Quanto ao patrimônio, somente 9% dos mutuários possuíam casa sem, no entanto,
serem proprietários do terreno. Outros 8%, contudo, possuíam casa e terreno, ao passo que
6% possuíam somente o terreno. Um número muito alto, o equivalente a 78% dos
beneficiários, não possuía nem casa nem terreno. Esses dados, associados ao fato de 66%
deles não possuir meio de transporte algum, e 57% não possuírem sequer um animal,
demonstram que, embora esses beneficiados apresentassem poucas garantias para obtenção
do empréstimo, ainda assim o conseguiram. Isso pode ser explicado pelo próprio
regulamento do Banco da Terra, que rege que a garantia seja a hipoteca ou a alienação
fiduciária do próprio imóvel financiado, no caso de interrupção de pagamento.

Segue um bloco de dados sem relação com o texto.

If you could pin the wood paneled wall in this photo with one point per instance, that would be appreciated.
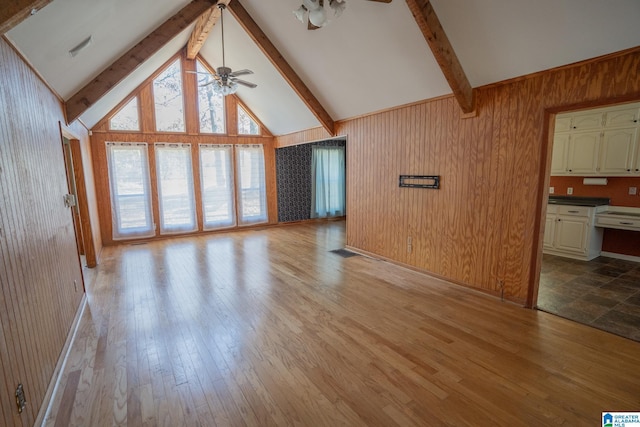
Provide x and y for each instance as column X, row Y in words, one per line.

Quanto às rendas declaradas pelos beneficiários na proposta de financiamento,
cerca de 77% dos agricultores não ultrapassam a renda mensal superior a 400 reais o
equivalente a 1,6 salários mínimos 4 . Embora esta faixa de rendimento coincida com os
valores censitários do IBGE (1995-96), que indicam que a renda média alcançada por 55%
dos produtores rurais catarinenses era inferior a dois salários mínimos, cabe destacar que
estas foram as rendas declaradas pelos agricultores que gostariam de obter o empréstimo
do Banco da Terra. Pode-se estar diante de uma situação onde não necessariamente estes
valores sejam os verdadeiros, já que eles podem ter sido superestimados, na ânsia de
obterem a aprovação da proposta de financiamento.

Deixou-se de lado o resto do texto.